Leg room is sufficient, but shoulder room is a bit lacking if you're built like a football player. Leg room in the rear seat is skimpy, if the front seat is back more than half way, you practically half to sit crossways on the rear seat if you don't want to be squeezed.

The car has a quite large turning radius. This makes it awkward to wiggle in tight parking lots. The power steering works flawlessly, and isn't feather light, like some larger Ford cars. It has a bit of weight to it, but still doesn't offer very much road feel. A true sporty car shouldn't have power steering, but it wouldn't be very easy to live with if it didn't.

The driver's seat has a quite useless adjustable lumbar support feature. You turn a knob, and it adjusts one of the seat cushions to provide extra lumbar support. This isn't very effective.
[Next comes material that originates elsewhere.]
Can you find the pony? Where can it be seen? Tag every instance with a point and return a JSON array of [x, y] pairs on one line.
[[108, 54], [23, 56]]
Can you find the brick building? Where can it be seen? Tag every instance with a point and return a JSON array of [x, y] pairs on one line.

The driver's seat also has a slightly more useful bottom cushion adjustment to make it tilt up or down by a small amount.

Would you buy another car from this manufacturer? Yes

Review Date: 28th June, 2005

28th Jun 2005, 10:21

You would have been better off taking all the money you have put into this one and buying a decent example to begin with. You can put a lot of money into a rusty old car, and you will still have... a rusty old car.

29th Jun 2005, 09:05

I'm the author or the review and I'm 25. Secondly, I've barely put 100 bucks into the car so far for repairs, 10 bucks the the plate steel, 25 for MIG welder wire, 20 for arc welder rods, and 30 for miscellaneous items. My dad did thw work for me, so I saved a lot on labor costs. Now, let me tell you about that front crossmember. The original crossmember as it comes from the factory is made of a thin sheet metal. The metal that was used to rebuild the cross member is plate steel, one-eighth on an inch thick. If you know anything about metal working, you would know that 1/8" plate steel is much thicker and much stronger than thin sheet metal. so I would, without hesitation, say that the rebuilt piece is at least twice as strong as the one that was there originally.